Although turmeric has been used in Ayurvedic medicine for centuries, the renewed attention around this member of the ginger family centers on the scientific evidence supporting its main active component, curcumin. A potent plant-based compound, curcumin has been used in many animal and cell studies, where it has been shown to have potent antioxidant, anti-inflammatory, anticancer, and neuroprotective properties.
The problem is seeing these benefits in human trials. Curcumin effectiveness is limited by its bioavailability, as Linus Pauling Institute nutrition scientist Barbara Delage, Ph.D., told Roni Caryn Rabin for the New York Times’ Ask Well column. Turmeric (or just straight curcumin) is poorly absorbed, rapidly metabolized, and quickly eliminated from the body. Therefore, its potential currently seems very limited.

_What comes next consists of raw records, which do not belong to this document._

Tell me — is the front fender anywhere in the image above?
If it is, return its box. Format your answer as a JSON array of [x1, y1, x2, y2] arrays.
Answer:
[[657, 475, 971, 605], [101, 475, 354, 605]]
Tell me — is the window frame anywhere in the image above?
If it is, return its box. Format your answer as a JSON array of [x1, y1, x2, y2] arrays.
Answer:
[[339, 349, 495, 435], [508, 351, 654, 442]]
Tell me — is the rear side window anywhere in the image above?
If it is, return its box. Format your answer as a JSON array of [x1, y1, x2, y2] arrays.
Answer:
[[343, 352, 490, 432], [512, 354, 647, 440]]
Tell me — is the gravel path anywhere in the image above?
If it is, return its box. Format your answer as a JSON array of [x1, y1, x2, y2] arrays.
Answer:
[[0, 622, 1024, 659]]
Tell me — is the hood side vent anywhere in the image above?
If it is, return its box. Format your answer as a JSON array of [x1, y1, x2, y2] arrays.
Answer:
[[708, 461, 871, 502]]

Although attempts are underway to develop forms of curcumin that are better absorbed, as quoted by Delage in a blog from the Food Network, they “will need to be tested for safety and effectiveness.”
Tricks that boost the bioavailability of turmeric include heating in a curry or warm drink, like this one from Vogue. Also, since curcumin is fat-soluble, eating some oil at the same time may help. And last but not least, a tip from our Micronutrient Information Center: a compound from black pepper (piperine) can slow how fast curcumin is kicked out of the body, thus may aid availability.